The race to succeed outgoing Sen. Leticia Van de Putte has grown increasingly negative as Election Day approaches. A recent joint television appearance saw the two rivals accusing each other of being too cozy with the payday lending industry. Menendez says voters have the choice between a “work horse or show horse.” Martinez Fischer says Menendez “want[s] to be a partner with [Lt. Gov.] Dan Patrick.”

The candidates present a contrast in styles. Martinez Fischer promises to fight Patrick and the Republican majority in the Senate. Menendez vows to work together to find common ground and compromise. If the SD26 special election were viewed as a “battle of the bases,” then Martinez Fischer has a bigger base, and it turned out more than his opponent’s.

House District Martinez


Menendez Jackson Pedrotti Suarez Total


116 2,058 611 664 174 66 3,573
119 458 296 168 71 87 1,080
120 591 249 521 245 174 1,780
123 2,923 1,577 992 483 183 6,158
124 826 1,187 654 220 71 2,958
125 1,281 785 817 207 54 3,144
Other HDs 94 119 76 27 9 325
Total 8,231 4,824 3,892 1,427 644 19,018

Martinez Fischer carried HD116, his district, with 58% of the vote and received 1,447 votes more than Menendez there. Menendez won a 40% plurality of the vote in HD124, his district, edging Martinez Fischer by 361 votes. Turnout was 21% higher in Martinez Fischer’s district than in HD124. Just looking at the two candidates’ districts, Martinez Fischer received 44% of the vote while Menendez received 28%. The Republicans received 26% of the vote.

The number of votes cast in HD123 nearly equaled the number of votes cast in HD116 and HD124 combined. Martinez Fischer won a plurality in HD123 with 47% of the vote, finishing 1,346 votes ahead of Menendez. The Republicans received 24% of the vote. Including HD123 to the votes in the two candidates’ districts gives Martinez Fischer a 2,432-vote advantage over Menendez (46%-27%). These three House districts comprised two thirds of the overall SD26 vote.

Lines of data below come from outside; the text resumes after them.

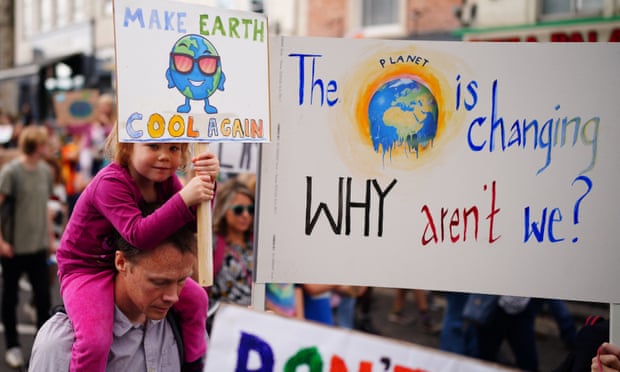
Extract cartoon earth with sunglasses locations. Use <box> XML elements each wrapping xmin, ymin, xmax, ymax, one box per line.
<box><xmin>166</xmin><ymin>34</ymin><xmax>226</xmax><ymax>114</ymax></box>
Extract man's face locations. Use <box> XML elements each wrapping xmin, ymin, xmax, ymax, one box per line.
<box><xmin>116</xmin><ymin>244</ymin><xmax>195</xmax><ymax>321</ymax></box>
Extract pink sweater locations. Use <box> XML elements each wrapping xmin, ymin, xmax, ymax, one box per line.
<box><xmin>57</xmin><ymin>163</ymin><xmax>196</xmax><ymax>277</ymax></box>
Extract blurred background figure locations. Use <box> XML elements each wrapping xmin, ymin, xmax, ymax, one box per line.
<box><xmin>388</xmin><ymin>288</ymin><xmax>433</xmax><ymax>331</ymax></box>
<box><xmin>265</xmin><ymin>283</ymin><xmax>305</xmax><ymax>319</ymax></box>
<box><xmin>0</xmin><ymin>125</ymin><xmax>55</xmax><ymax>368</ymax></box>
<box><xmin>209</xmin><ymin>178</ymin><xmax>254</xmax><ymax>306</ymax></box>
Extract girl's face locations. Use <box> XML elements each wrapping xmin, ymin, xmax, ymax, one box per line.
<box><xmin>129</xmin><ymin>143</ymin><xmax>181</xmax><ymax>182</ymax></box>
<box><xmin>225</xmin><ymin>193</ymin><xmax>254</xmax><ymax>234</ymax></box>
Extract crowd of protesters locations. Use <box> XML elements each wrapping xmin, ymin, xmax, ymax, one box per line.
<box><xmin>0</xmin><ymin>94</ymin><xmax>615</xmax><ymax>371</ymax></box>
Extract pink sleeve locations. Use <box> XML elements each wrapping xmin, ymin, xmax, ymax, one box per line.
<box><xmin>213</xmin><ymin>236</ymin><xmax>226</xmax><ymax>277</ymax></box>
<box><xmin>92</xmin><ymin>176</ymin><xmax>196</xmax><ymax>249</ymax></box>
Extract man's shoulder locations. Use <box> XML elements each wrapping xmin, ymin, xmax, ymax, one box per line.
<box><xmin>30</xmin><ymin>312</ymin><xmax>74</xmax><ymax>371</ymax></box>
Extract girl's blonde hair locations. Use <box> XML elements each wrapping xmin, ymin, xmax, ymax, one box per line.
<box><xmin>213</xmin><ymin>178</ymin><xmax>254</xmax><ymax>238</ymax></box>
<box><xmin>105</xmin><ymin>122</ymin><xmax>191</xmax><ymax>170</ymax></box>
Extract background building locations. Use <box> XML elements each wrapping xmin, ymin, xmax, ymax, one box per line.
<box><xmin>457</xmin><ymin>0</ymin><xmax>620</xmax><ymax>42</ymax></box>
<box><xmin>0</xmin><ymin>0</ymin><xmax>620</xmax><ymax>121</ymax></box>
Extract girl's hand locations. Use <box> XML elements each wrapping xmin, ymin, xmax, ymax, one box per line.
<box><xmin>0</xmin><ymin>239</ymin><xmax>15</xmax><ymax>258</ymax></box>
<box><xmin>179</xmin><ymin>175</ymin><xmax>215</xmax><ymax>207</ymax></box>
<box><xmin>192</xmin><ymin>151</ymin><xmax>220</xmax><ymax>180</ymax></box>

In the districts representing the other third of the vote, Martinez Fischer received about a thousand votes more than Menendez (40%-23%). The two Republicans ran stronger here than elsewhere in SD26. They received 34% of the vote. Turnout was low across the board. District-wide, turnout was just under 5%. Only 5% of registered voters in the HD116 portions of SD26 turned out. Turnout was even lower in HD124. Less than 4% of registered voters in that district cast ballots.

The question is, what happens to the 25% of voters who selected a Republican candidate? If they all returned and all voted for Menendez, then he would stand a very good chance of prevailing in the runoff. However, they are unlikely to do so, because a Republican candidate is on the ballot only in HD123, and he failed to receive all Republican support in the district. Nunzio Previtera received 1,181 votes from SD26 voters, but that was almost 300 fewer votes there than Alma Perez Jackson and Joan Pedrotti combined.

At least one outside interest with a Republican pedigree, Texans for Lawsuit Reform (TLR), has invested heavily in the race to oppose Martinez Fischer. The group spent $175K for the special election, and it reported spending $385K since. Several conservative groups, including Americans for Prosperity, have also complimented Menendez, thanking him for “voting to lessen the tax burden on small businesses.” Menendez’s open pursuit of Republican support has given Martinez Fischer fuel to rile up his Democratic base.

Candidate Runoff Report 2013-15 Cycle
Cash on Hand Contributions Expenditures Contributions Expenditures
Trey Martinez Fischer D $270,731 $512,870 $588,075 $1,389,746 $1,561,812
Jose Menendez D $254,480 $477,606 $269,728 $821,721 $662,465
Loan Principal: none. Telegram Reports: Martinez Fischer none, Menendez $1,500 (2/9). Telegram reports are in addition to the figures above.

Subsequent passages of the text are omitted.